Britain's bailed-out Lloyds Banking Group said today that first-quarter net profit sank by almost a quarter to £1.15 billion.
That compared with earnings after taxation of £1.53 billion the same time last year, when it registered an exceptional £776m gain from selling a big chunk of its gilts portfolio, it said in a results statement.
However, the bank said its adjusted pre-tax profit - stripping out one-off costs and provisions - climbed by 22% to £1.8 billion in the quarter.
This came on the back of cost-cutting and a sharp 57% drop in impairments.
"We are supporting and benefiting from the UK economic recovery and are delivering better underlying profitability as well as improved returns for shareholders, from a stronger, lower risk balance sheet," said chief executive Antonio Horta-Osorio.
He noted that the group's strategy had enabled the British government to further reduce its stake in the state-rescued lender.
Lloyds moved a step closer to the private sector last month when the government sold another tranche of shares, cutting its stake to 24.9% from 32.7%.

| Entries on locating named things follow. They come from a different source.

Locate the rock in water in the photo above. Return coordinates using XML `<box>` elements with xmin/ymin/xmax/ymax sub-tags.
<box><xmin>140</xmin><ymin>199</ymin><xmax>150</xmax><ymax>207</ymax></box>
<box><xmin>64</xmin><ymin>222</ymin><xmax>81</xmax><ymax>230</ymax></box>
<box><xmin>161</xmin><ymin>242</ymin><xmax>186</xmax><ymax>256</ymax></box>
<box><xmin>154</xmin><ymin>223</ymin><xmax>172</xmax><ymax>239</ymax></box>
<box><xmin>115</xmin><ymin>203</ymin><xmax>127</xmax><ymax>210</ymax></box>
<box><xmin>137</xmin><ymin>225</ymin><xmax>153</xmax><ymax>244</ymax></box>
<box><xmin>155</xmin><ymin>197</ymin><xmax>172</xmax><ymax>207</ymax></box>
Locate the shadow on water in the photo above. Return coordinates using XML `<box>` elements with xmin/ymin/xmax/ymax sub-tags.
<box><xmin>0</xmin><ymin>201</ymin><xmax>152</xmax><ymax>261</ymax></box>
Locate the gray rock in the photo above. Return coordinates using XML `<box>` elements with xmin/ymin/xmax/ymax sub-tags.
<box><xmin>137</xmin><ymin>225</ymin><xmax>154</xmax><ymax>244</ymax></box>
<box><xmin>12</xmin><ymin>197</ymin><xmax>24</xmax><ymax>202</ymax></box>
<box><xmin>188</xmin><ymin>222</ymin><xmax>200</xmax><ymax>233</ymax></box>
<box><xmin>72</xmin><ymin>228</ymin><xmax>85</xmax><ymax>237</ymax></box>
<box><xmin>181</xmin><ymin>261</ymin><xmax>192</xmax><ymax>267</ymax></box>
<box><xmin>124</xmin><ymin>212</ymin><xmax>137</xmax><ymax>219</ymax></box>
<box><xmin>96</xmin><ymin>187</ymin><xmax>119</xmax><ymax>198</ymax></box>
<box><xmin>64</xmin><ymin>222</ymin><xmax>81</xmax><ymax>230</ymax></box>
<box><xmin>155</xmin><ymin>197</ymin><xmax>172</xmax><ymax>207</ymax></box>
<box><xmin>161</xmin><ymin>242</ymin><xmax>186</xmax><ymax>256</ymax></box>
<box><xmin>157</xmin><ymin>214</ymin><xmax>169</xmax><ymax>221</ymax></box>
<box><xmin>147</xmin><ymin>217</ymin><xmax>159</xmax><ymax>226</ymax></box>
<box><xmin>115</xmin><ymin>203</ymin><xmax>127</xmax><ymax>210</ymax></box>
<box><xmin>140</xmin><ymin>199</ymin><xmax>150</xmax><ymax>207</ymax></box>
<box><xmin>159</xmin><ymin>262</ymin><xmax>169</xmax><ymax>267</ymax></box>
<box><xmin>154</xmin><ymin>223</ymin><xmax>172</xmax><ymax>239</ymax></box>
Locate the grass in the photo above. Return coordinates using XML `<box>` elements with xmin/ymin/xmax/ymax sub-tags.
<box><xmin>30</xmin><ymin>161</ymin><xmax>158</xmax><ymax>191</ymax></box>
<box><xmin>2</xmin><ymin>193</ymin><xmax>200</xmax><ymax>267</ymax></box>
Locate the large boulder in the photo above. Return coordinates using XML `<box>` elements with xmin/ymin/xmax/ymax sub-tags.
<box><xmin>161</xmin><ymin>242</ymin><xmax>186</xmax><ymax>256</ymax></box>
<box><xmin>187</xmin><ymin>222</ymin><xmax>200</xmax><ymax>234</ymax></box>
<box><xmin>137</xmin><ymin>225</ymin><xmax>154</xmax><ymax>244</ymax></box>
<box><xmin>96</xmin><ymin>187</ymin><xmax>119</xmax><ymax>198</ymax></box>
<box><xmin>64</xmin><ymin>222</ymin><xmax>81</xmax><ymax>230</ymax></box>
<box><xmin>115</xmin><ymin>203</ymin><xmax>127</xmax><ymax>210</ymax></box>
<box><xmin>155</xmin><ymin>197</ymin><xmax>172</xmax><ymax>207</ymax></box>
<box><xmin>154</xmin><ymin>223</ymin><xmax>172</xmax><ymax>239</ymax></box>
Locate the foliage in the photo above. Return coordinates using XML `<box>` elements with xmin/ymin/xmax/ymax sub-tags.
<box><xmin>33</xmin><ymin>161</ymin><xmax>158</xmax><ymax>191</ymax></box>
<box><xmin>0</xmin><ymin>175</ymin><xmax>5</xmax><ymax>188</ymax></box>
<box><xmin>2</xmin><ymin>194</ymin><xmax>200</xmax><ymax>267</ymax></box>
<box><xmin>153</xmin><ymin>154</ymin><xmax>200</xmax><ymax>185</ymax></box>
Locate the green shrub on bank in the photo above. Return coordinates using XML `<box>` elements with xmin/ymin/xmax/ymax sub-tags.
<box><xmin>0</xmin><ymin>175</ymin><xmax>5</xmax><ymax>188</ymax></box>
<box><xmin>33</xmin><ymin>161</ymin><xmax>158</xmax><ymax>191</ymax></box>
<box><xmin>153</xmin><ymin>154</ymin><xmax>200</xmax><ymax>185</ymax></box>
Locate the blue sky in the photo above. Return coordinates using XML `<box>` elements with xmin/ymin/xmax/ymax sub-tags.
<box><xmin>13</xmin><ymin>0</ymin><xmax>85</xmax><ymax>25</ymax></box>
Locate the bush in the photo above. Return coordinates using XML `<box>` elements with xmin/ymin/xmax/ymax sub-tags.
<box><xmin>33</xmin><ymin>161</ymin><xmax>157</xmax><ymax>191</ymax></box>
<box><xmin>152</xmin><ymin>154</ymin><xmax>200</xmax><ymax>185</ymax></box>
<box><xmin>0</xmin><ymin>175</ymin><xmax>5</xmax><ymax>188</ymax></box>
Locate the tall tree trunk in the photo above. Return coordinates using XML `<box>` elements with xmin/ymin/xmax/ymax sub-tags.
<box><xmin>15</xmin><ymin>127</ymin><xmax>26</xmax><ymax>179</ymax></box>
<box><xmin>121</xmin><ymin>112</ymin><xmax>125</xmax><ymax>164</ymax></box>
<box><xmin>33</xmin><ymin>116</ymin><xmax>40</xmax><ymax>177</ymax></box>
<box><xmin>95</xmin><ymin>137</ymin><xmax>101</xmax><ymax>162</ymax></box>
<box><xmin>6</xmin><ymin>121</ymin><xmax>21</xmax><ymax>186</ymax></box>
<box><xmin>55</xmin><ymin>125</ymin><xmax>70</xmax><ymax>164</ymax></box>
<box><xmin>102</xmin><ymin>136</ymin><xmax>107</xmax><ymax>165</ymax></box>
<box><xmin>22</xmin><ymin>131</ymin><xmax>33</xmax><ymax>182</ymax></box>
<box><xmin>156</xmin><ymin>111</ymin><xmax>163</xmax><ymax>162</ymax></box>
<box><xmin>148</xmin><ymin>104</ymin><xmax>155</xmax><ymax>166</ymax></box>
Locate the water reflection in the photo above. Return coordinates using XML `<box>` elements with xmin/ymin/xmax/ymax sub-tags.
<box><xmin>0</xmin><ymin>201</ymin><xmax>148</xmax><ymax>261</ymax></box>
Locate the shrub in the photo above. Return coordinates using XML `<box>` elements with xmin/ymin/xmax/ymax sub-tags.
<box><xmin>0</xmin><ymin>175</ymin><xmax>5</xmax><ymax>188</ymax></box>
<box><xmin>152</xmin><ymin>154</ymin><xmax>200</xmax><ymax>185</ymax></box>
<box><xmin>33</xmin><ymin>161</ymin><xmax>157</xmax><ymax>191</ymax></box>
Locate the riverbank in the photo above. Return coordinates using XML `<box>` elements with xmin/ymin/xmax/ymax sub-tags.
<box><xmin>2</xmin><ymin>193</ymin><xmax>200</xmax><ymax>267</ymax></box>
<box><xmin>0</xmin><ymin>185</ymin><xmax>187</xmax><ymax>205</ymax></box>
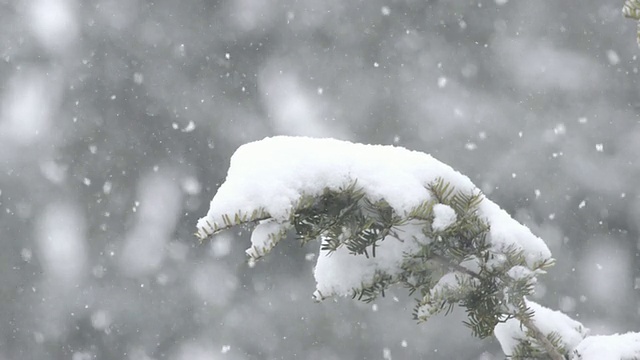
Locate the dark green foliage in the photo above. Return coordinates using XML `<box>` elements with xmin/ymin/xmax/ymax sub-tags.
<box><xmin>211</xmin><ymin>179</ymin><xmax>556</xmax><ymax>358</ymax></box>
<box><xmin>508</xmin><ymin>330</ymin><xmax>567</xmax><ymax>360</ymax></box>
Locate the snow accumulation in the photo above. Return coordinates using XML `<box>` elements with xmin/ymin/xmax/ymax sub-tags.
<box><xmin>431</xmin><ymin>204</ymin><xmax>457</xmax><ymax>231</ymax></box>
<box><xmin>197</xmin><ymin>136</ymin><xmax>551</xmax><ymax>298</ymax></box>
<box><xmin>493</xmin><ymin>300</ymin><xmax>592</xmax><ymax>360</ymax></box>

"Our simple, UK focused, low risk and low cost model is founded on creating value for customers and helping Britain prosper, and is well positioned to support and benefit from continued recovery in the UK economy and to make further progress in the remainder of 2014," Horta-Osorio said today.
Britain had pumped £20 billion of state money into Lloyds at the top of the 2008 global financial crisis. Lloyds Banking Group was created by a merger of Lloyds TSB and rival British lender HBOS.
However, HBOS was saddled with high-risk property investments, and LBG subsequently received the vast state bailout.